Yes, I'm still here. We had a few days of very nice weather and I was kept busy cleaning, reorganizing, wandering and pondering. I have some boulder sized weight on my mind that has turned me fairly introspective. I spend a lot of time staring at the river, and even more at the river rocks.
I find it intriguing that I find solace in the rocks. From the time I was a young child probably up until I was well into my teens, I had recurring nightmares about rock monsters. I probably had the dream at least once a month, sometimes more, and it was always extremely vivid and terrifying.

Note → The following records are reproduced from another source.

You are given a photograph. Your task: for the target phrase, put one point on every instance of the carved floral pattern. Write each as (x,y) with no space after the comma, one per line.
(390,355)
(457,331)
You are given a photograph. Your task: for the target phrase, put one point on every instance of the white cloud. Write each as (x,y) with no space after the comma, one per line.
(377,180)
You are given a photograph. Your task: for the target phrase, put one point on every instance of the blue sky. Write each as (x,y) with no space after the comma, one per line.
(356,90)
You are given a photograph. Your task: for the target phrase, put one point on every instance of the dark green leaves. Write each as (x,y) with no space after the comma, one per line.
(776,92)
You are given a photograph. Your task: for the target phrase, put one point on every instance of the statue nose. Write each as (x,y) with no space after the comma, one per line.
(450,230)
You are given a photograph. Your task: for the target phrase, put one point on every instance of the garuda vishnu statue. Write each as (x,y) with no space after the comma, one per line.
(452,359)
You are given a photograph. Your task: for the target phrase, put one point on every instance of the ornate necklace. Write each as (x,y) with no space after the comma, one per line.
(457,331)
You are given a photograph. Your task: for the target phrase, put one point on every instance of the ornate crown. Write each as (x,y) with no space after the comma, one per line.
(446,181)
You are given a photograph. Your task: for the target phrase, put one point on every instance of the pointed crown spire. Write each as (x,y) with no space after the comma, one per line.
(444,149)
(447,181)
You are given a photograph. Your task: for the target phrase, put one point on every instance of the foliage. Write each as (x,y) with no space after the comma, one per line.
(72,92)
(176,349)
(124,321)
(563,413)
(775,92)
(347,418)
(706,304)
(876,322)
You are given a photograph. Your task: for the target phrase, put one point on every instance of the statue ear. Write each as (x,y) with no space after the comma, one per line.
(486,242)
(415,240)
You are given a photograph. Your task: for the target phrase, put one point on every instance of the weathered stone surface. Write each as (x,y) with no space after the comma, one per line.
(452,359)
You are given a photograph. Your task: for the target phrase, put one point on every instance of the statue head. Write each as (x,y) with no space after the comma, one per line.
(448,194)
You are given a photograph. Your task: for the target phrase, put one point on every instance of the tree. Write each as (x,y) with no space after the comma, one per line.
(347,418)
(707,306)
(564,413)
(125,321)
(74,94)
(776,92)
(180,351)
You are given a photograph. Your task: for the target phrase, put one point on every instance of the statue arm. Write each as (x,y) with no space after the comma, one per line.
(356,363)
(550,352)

The dream was always exactly the same. My family was winding down for the evening in my Dad's camper, parked in some bucolic Michigan wilderness place. Suddenly we'd hear loud growling, thudding, and the grinding noise that stone makes when rubbed against itself. We all huddled in horror, petrified as the monsters would get closer to the camper and start to shake it back and forth. Without fail, and against my better judgment, I would turn my head and look out the window. Seeing the sheer size of the monsters and the nihilistic hatred on their craggy faces would always wake me in a fit of dread.

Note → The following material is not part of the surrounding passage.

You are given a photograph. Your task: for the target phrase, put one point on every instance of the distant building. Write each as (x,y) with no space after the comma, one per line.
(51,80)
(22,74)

Clearly, these dreams were a signal that I felt something in my life was entirely out of control, even at that young age. So, I do find it interesting that in my currently stressed mode, I would turn to the river rocks for meditation and comfort. Perhaps it's a sign that I've made peace with some of my childhood anxieties, or maybe it's a sign that I no longer perceive my own imagination to be the enemy.
Or, maybe I just need to stare at the damned rocks and chill out.